Brigham and Shulman have just completed yet another book — this one, says Brigham, includes Israeli-Palestinian relations, gripping characters, medical marvels, a convoluted plot and divine intervention.

A breath of fresh air
When Brigham isn’t working or writing, he spends his leisure time with his wife Arlene Stecenko, chief of the pulmonary division in the Department of Pediatrics. “We enjoy reading, traveling, going to museums, cooking. Really we enjoy just hanging out at home together,” says Brigham.

Sometimes home is a condominium in midtown Atlanta. Other times home is a little studio in Venice, Italy, a city Brigham had visited several times before he was married to Stecenko. But it was Stecenko, says Brigham, who “fell in love with Venice.” And that’s when Brigham said he started to fall in love with it, too.

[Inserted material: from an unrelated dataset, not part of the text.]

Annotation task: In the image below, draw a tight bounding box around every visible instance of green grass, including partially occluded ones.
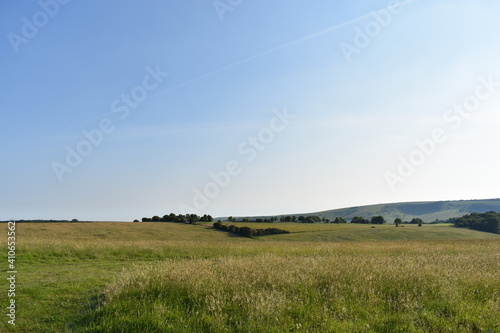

“Arlene and I met many years ago when she was a fellow at Vanderbilt when we were both married to other people. She left Vanderbilt and over the years we ended up getting divorced and re-encountered one another,” says Brigham. “It turns out that was the most wonderful thing that’s ever happened to me.

“Unfortunately, my illness came not too long after we were together. But the illness made me appreciate how important relationships are in the big sense. It’s part of what keeps your soul together. It makes life such a pleasure. And I can’t imagine there’s anything or anyone else in the world that I could feel this way about.”